Un bimbo di uno o due anni va ancora tenuto per mano quando si cammina per strada, ma a cinque - sei anni lo si può lasciare libero di correre sul marciapiede, certi che non attraverserà da solo la strada. E ora arriviamo al vostro dilemma con i nonni che, se ho ben compreso, sono poco propensi a dire il "No". Facciamo un esempio: il vostro cucciolotto si avvicina al caminetto dove rosolano, per la gioia dei commensali, delle belle bistecche. L'adulto richiama il bimbo: "Vieni di qui, c'è un bellissimo giocattolo nuovo!", e il bimbo, allettato dalla lusinga, cambia direzione. Ma l'insidia di questa tecnica è duplice: Che succede se non abbiamo un bellissimo giocattolo nuovo, o in ogni caso non si persuade il bimbo a fargli cambiare direzione? Soprattutto, e questo è l'aspetto più importante, come questo bambino potrà mai capire che un caminetto acceso è potenzialmente fonte di pericolo, e che quello che in sostanza gli si chiede è un comportamento attento e accorto? Mi sovvengono ulteriori considerazioni, senz'altro accessorie e meno rilevanti: Se il caminetto si accende tutti i giorni, diventerà un incubo per l'intera famiglia: quanti giocattoli, o quante fantasiose scuse per distrarre il bimbo nella sua intrepida marcia??? E quando lo sviluppo linguistico lo sorreggerà, e dichiarerà fermamente: "Io cucino bistecche!!!", cosa si dovranno inventare i poveri genitori per distrarre la sua attenzione? E moltiplicando la situazione "caminetto" per le centinaia di situazioni pericolose che quotidianamente si vivono in casa, posso prevedere un tracollo totale: soprassedendo sullo stress che si induce negli adulti, con la tecnica suggerita dai nonni questo bimbo non imparerà mai a discernere le fonti di pericolo, non presterà mai maggiore attenzione ad alcune situazioni e, in definitiva, crescerà senza imparare nulla.

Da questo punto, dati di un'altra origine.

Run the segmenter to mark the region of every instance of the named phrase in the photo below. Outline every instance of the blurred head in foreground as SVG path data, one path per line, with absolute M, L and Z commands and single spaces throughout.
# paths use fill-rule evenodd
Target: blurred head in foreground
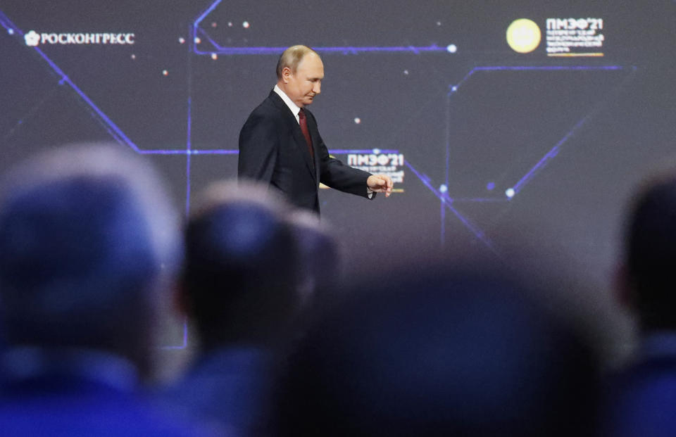
M 0 198 L 0 311 L 11 346 L 104 350 L 142 372 L 177 222 L 149 165 L 105 146 L 15 167 Z
M 492 272 L 391 274 L 327 305 L 282 371 L 281 436 L 575 436 L 586 340 Z
M 301 253 L 299 291 L 303 303 L 321 301 L 342 284 L 342 257 L 337 241 L 316 214 L 296 210 L 289 215 Z
M 270 344 L 293 324 L 299 254 L 287 208 L 267 187 L 242 182 L 216 183 L 195 204 L 181 300 L 205 348 Z
M 628 217 L 622 299 L 641 331 L 676 329 L 676 169 L 638 190 Z

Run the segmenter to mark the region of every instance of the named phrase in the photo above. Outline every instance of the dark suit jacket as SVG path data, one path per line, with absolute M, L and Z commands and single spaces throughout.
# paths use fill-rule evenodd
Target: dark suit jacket
M 45 355 L 55 362 L 42 362 L 39 368 L 33 367 L 34 360 L 14 360 L 15 365 L 8 367 L 4 355 L 0 357 L 0 436 L 224 435 L 161 407 L 137 391 L 135 380 L 112 384 L 106 374 L 118 375 L 115 360 L 89 367 L 87 355 Z
M 158 395 L 168 409 L 218 424 L 231 435 L 263 436 L 271 366 L 271 354 L 262 348 L 223 346 L 202 354 Z
M 239 132 L 239 177 L 264 181 L 280 189 L 292 204 L 317 213 L 320 182 L 368 198 L 366 179 L 370 174 L 329 156 L 314 115 L 307 108 L 305 113 L 314 163 L 295 115 L 272 91 Z
M 606 381 L 601 436 L 676 436 L 676 353 L 639 361 Z

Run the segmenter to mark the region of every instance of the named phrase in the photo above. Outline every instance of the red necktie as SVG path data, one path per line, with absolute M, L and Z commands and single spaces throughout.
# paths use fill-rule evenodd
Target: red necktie
M 305 111 L 301 108 L 298 113 L 298 122 L 301 125 L 301 130 L 303 131 L 303 136 L 305 137 L 305 141 L 308 144 L 308 150 L 310 151 L 310 156 L 312 157 L 312 162 L 315 162 L 315 151 L 312 148 L 312 138 L 310 137 L 310 131 L 308 130 L 308 120 L 305 116 Z

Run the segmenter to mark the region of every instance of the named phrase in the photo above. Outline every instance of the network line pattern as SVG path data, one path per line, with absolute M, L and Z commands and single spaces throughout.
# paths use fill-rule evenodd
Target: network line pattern
M 213 51 L 202 51 L 198 50 L 196 45 L 195 44 L 195 39 L 198 37 L 204 37 L 210 41 L 214 48 L 218 51 L 219 53 L 227 54 L 227 55 L 239 55 L 239 56 L 260 56 L 260 55 L 279 55 L 284 50 L 283 47 L 240 47 L 240 48 L 234 48 L 234 47 L 223 47 L 218 46 L 215 42 L 213 42 L 213 39 L 208 36 L 208 34 L 201 27 L 199 27 L 200 23 L 204 18 L 215 8 L 216 6 L 220 3 L 221 0 L 216 0 L 213 2 L 207 9 L 202 12 L 197 18 L 192 22 L 191 34 L 192 38 L 189 41 L 189 47 L 190 52 L 194 53 L 196 56 L 207 56 L 211 55 Z M 13 36 L 18 39 L 20 39 L 23 42 L 24 37 L 24 32 L 20 29 L 18 26 L 14 25 L 12 23 L 11 20 L 5 15 L 2 11 L 0 11 L 0 26 L 4 27 L 5 30 L 8 32 L 8 34 Z M 20 44 L 21 44 L 20 42 Z M 190 57 L 188 58 L 188 65 L 187 65 L 187 83 L 188 83 L 188 93 L 187 93 L 187 135 L 186 138 L 186 146 L 184 148 L 181 149 L 166 149 L 166 150 L 144 150 L 141 148 L 138 145 L 137 145 L 132 139 L 130 139 L 123 130 L 115 123 L 115 122 L 103 110 L 99 108 L 99 106 L 94 102 L 87 94 L 70 79 L 67 73 L 64 72 L 54 61 L 52 61 L 40 48 L 39 46 L 25 46 L 27 49 L 35 50 L 39 56 L 47 63 L 49 67 L 54 71 L 54 73 L 57 75 L 58 84 L 60 85 L 67 85 L 83 101 L 87 107 L 88 108 L 89 115 L 92 118 L 96 120 L 101 126 L 108 132 L 112 139 L 113 139 L 116 142 L 120 144 L 122 146 L 129 147 L 132 148 L 134 151 L 139 154 L 142 155 L 184 155 L 186 156 L 186 200 L 185 200 L 185 211 L 187 213 L 190 208 L 190 168 L 191 168 L 191 156 L 193 155 L 237 155 L 238 151 L 237 149 L 210 149 L 210 150 L 200 150 L 200 149 L 193 149 L 192 146 L 192 65 L 190 62 Z M 446 53 L 454 52 L 456 49 L 453 46 L 452 51 L 451 46 L 449 46 L 447 48 L 441 48 L 437 47 L 437 46 L 430 46 L 428 47 L 413 47 L 413 46 L 387 46 L 387 47 L 343 47 L 343 46 L 335 46 L 335 47 L 318 47 L 315 48 L 317 51 L 325 54 L 331 55 L 354 55 L 358 53 L 373 53 L 373 52 L 381 52 L 381 53 L 392 53 L 392 52 L 408 52 L 414 55 L 420 55 L 423 53 Z M 488 73 L 491 72 L 501 72 L 501 71 L 523 71 L 523 70 L 603 70 L 603 71 L 613 71 L 618 70 L 630 70 L 632 72 L 635 71 L 635 67 L 622 67 L 620 65 L 608 65 L 608 66 L 481 66 L 475 67 L 470 70 L 458 82 L 455 84 L 450 85 L 449 87 L 449 90 L 447 91 L 447 99 L 446 99 L 446 105 L 447 109 L 450 107 L 453 102 L 453 97 L 456 93 L 460 92 L 463 88 L 465 88 L 468 86 L 468 82 L 470 82 L 470 79 L 477 74 L 479 73 Z M 626 84 L 626 82 L 628 80 L 630 80 L 633 77 L 633 75 L 629 75 L 627 78 L 622 81 L 620 85 L 615 87 L 615 91 L 619 92 L 619 90 L 621 89 L 622 86 Z M 494 247 L 492 242 L 487 236 L 485 232 L 480 229 L 475 224 L 472 222 L 472 221 L 465 215 L 463 215 L 455 208 L 454 205 L 458 205 L 462 203 L 467 202 L 508 202 L 512 200 L 514 196 L 520 191 L 523 187 L 528 183 L 530 183 L 534 176 L 542 169 L 544 169 L 546 165 L 553 159 L 561 151 L 565 146 L 568 140 L 583 126 L 587 124 L 589 120 L 596 114 L 600 109 L 604 106 L 606 101 L 602 101 L 599 102 L 594 108 L 592 109 L 587 114 L 586 114 L 582 119 L 580 119 L 571 129 L 559 141 L 554 144 L 551 148 L 532 167 L 521 177 L 519 180 L 516 181 L 515 183 L 513 185 L 512 188 L 508 190 L 508 193 L 506 194 L 505 196 L 502 197 L 494 197 L 494 198 L 454 198 L 451 197 L 449 193 L 449 163 L 450 163 L 450 156 L 451 156 L 451 150 L 450 150 L 450 124 L 446 126 L 446 176 L 445 181 L 441 185 L 437 186 L 437 184 L 434 183 L 432 179 L 425 175 L 421 170 L 416 168 L 410 161 L 406 160 L 404 163 L 405 166 L 411 170 L 411 172 L 421 182 L 421 183 L 429 191 L 434 194 L 434 196 L 437 198 L 440 202 L 440 210 L 441 210 L 441 229 L 440 229 L 440 239 L 442 244 L 444 243 L 445 240 L 445 217 L 446 212 L 450 212 L 453 216 L 455 216 L 460 222 L 462 223 L 478 240 L 480 240 L 483 244 L 484 244 L 489 250 L 496 255 L 499 256 L 498 251 Z M 447 122 L 448 118 L 447 118 Z M 399 151 L 398 150 L 382 150 L 380 151 L 382 153 L 399 153 Z M 332 149 L 330 151 L 330 153 L 337 155 L 341 154 L 347 154 L 347 153 L 373 153 L 373 149 Z M 163 348 L 165 349 L 184 349 L 187 346 L 187 324 L 184 322 L 183 326 L 183 338 L 182 343 L 180 345 L 176 346 L 165 346 Z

La tecnica dei nonni io la trovo più appropriata ad altri e differenti contesti educativi: per esempio quando il vostro bimbetto vi sparerà la sua prima, allucinante parolaccia. In quella situazione trovo inutile e fuori luogo tormentarlo con domande tipo "Dove l'hai sentita?", "Chi te l'ha detta?". Non creiamogli noi le associazioni mentali con cui richiamare alla memoria un termine: meglio far finta di niente e sperare nell'oblio. In molte altre situazioni, però, il No va detto forte e chiaro, e il vostro bambino dovrà imparare a tollerare le frustrazioni, necessariamente, in ragione del suo futuro adattamento. Ma non drammatizziamo. La piccola privazione quotidiana è meno dolorosa di quanto possiate immaginare: come la dieta.